大谷、大谷、大谷

シェークスピアのハムレットより

松坂特集 - No.2

2007-03-22 21:08:02 | MLB
It's all unheard-of stuff Stateside. But it is explained by the concept of doryoku, or unflagging effort, which in Japanese baseball is seen as a prime virtue. The great home run hero Sadaharu Oh valued doryoku so highly that he included the word in every autograph.

You ask Matsuzaka, through an interpreter, about using ice, the standard American precaution, and what you get first is that knowing smile and a little laugh.

Then he says, "No, never."

Matsuzaka throws eight known pitches -- eight! -- and is tougher than Sanskrit for hitters to read because he has the confidence to throw any of them at any time and can put all of them in an open mailbox from 20 paces. He has the equipment to be the greatest rookie pitching phenomenon since Dwight Gooden in 1984, greater certainly than his forebearer Hideo Nomo, who for all the cross-cultural excitement he generated in 1995 won only 13 games.

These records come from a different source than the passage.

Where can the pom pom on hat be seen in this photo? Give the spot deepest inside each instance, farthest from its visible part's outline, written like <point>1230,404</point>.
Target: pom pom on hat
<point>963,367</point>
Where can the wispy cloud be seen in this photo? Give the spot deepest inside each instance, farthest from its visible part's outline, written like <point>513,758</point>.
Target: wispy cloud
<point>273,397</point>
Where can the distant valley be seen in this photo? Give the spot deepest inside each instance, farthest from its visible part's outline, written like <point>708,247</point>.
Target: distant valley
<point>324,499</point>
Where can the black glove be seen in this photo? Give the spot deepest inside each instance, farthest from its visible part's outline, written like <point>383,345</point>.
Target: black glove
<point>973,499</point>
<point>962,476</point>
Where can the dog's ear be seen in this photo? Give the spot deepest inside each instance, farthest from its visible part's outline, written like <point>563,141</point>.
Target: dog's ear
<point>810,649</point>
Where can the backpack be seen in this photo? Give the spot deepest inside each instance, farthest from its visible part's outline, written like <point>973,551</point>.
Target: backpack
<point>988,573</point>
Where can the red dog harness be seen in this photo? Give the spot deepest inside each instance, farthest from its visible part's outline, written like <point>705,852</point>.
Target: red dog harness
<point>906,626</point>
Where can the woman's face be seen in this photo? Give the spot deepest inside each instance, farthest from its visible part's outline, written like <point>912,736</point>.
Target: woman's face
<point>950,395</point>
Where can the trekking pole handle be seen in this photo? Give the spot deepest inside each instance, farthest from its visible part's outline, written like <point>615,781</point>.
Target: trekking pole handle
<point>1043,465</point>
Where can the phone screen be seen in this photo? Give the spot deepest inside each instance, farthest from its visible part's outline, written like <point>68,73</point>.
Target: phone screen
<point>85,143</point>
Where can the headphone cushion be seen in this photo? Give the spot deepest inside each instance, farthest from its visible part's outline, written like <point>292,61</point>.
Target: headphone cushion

More important, Matsuzaka is a potential agent of change. It's his throwing regimen, rather than his place of birth, that makes him the ultimate foreigner to major league baseball. If he succeeds in the U.S., he could transform the accepted industry practice of overprotecting pitchers. The system guarantees diminishing returns: Despite advances in medicine, nutrition and training, teams work pitchers less than ever before and yet pay them more.

"After being part of this for three years," former big league manager Bobby Valentine says by e-mail from Japan, where he's the manager of the Chiba Lotte Marines, "I am convinced we do a bad job of coaching in the U.S. for pitchers."

Fact is, Matsuzaka would not be this Matsuzaka if he had been born in the States. Says Red Sox general manager Theo Epstein, "I'm not even sure he would have been drafted out of high school, as a 5'11" righthander who was pushed like that at such a young age."

Matsuzaka represents a clash of cultures that goes well beyond the standard laundry list of adjustments involving food, language, customs and entertainment. (Good luck explaining sports talk radio to him after the Sox blow a game late to the Yanks.) What happens when a pitcher from the East, this good at this age, meets Western baseball philosophy? What happens when he encounters the pitch-count clicker, that all-powerful totem worshiped by American managers and coaches? What does manager Terry Francona do when Matsuzaka has thrown 120 pitches into the eighth inning? How much do the Red Sox Americanize the pitcher?